A 529 plan, otherwise known as a qualified tuition plan, is a tax-sheltered way of saving for education expenses. 529 plans are sponsored by states, state agencies, or educational institutions.
A contribution to a 529 plan is not federally income tax-deductible, though it may qualify for a state income tax deduction in some states. Assets in the plan may be invested in various ways, depending upon the particular plan. Income earned in the 529 plan is not taxed currently. In fact, it may never be taxed, depending upon how it is distributed.
Distributions from the 529 plan, if used for the beneficiary’s qualified education expenses, including tuition, books, and other education-related expenses for students at colleges, junior colleges, technical schools, and even at primary and secondary schools (up to $10,000 per year) are income tax-free.
Contributions to a 529 plan may qualify for the gift tax annual exclusion (currently $15,000 per year per person). In fact, an individual may utilize up to 5 years of annual exclusions up front. If the donor dies within 5 years, the value of the annual exclusions for the years into which the donor did not survive would be brought back into the donor’s taxable estate.

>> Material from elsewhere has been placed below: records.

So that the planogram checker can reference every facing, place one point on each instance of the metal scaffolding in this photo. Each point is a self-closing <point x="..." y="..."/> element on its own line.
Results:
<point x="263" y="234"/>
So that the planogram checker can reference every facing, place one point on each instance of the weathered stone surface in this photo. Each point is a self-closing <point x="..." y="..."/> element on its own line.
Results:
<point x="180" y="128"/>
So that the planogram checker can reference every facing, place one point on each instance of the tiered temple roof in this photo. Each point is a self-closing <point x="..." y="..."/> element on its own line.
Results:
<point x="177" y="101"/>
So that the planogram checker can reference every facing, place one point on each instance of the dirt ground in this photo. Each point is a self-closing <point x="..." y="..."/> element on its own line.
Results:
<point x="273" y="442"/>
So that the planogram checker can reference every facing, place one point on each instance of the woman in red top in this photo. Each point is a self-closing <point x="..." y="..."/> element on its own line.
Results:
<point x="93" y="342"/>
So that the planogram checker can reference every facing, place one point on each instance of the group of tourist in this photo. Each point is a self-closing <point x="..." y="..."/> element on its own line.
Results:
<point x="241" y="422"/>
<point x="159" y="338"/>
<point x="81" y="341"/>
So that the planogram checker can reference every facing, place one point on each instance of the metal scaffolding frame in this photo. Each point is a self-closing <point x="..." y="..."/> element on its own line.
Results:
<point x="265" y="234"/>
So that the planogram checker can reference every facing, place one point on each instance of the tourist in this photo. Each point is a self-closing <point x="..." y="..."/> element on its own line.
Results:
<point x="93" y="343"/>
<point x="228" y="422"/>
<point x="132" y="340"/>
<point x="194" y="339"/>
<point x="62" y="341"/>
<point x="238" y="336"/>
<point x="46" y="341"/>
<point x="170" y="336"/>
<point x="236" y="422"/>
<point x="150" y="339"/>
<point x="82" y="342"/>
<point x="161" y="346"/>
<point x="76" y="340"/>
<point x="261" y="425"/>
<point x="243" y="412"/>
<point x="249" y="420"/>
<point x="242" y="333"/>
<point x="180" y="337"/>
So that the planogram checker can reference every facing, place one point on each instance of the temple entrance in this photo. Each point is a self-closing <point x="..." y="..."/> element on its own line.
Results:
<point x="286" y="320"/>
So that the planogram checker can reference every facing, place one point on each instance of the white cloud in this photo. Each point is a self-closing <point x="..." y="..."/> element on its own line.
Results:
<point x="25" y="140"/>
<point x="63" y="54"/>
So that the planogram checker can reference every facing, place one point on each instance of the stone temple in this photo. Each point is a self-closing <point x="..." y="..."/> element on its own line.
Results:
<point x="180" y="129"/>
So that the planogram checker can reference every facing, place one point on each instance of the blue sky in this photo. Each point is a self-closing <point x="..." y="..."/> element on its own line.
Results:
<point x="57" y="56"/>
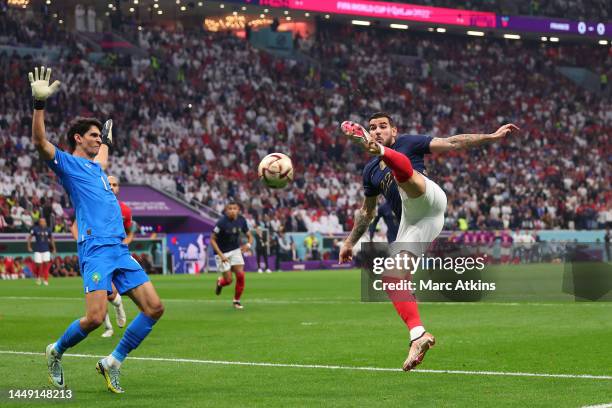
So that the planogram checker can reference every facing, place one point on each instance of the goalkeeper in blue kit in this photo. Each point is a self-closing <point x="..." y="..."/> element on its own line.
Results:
<point x="103" y="258"/>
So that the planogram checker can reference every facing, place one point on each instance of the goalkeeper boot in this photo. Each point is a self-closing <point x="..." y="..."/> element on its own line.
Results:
<point x="418" y="348"/>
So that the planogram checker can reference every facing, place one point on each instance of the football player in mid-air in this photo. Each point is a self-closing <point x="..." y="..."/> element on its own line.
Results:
<point x="398" y="173"/>
<point x="104" y="258"/>
<point x="225" y="240"/>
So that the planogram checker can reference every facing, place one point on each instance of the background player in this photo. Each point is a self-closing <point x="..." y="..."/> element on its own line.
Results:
<point x="385" y="213"/>
<point x="398" y="173"/>
<point x="114" y="298"/>
<point x="103" y="256"/>
<point x="225" y="240"/>
<point x="43" y="242"/>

However, any growth on the funds would be out of the donor’s taxable estate.
If the distributions aren’t used for qualified education expenses, the earnings would be taxable and may even be subject to a 10% penalty.
Distributions from the 529 plan, if used for the beneficiary’s qualified education expenses, including tuition, books, and other education-related expenses for students at colleges, junior colleges, technical schools, and even at primary and secondary schools (up to $10,000 per year) are income tax-free.
Typically, if a donor retains control over assets, those assets are included in the donor’s taxable estate. Uniquely, the donor of the 529 plan can keep control of the plan during their life as the owner of the plan and yet the assets in the plan are still removed from the taxable estate. The account owner can change the identity of the beneficiary. So, if you select a successor owner, they could direct the funds away from the beneficiary.
If you want to lock down the 529 plan to make sure your successor doesn’t redirect the funds for themselves or beneficiaries whom they prefer, you could use a trust to hold the 529 plan. However, if you do that, you would be limited to one annual exclusion at a time.
An added bonus of 529 plans is they may even be exempt in bankruptcy, as long as the funds were contributed at least two years before the donor’s bankruptcy filing, the 529 plan is established for the donor’s children, grandchildren, step-children, or step-grandchildren, and contributions don’t exceed the 529 plan’s maximum contribution limit per beneficiary (which can be in excess of $500,000).
Thus, uniquely, a donor can keep complete control over 529 plan contributions, they may be completed gifts for gift and estate tax purposes, and they may be protected in bankruptcy.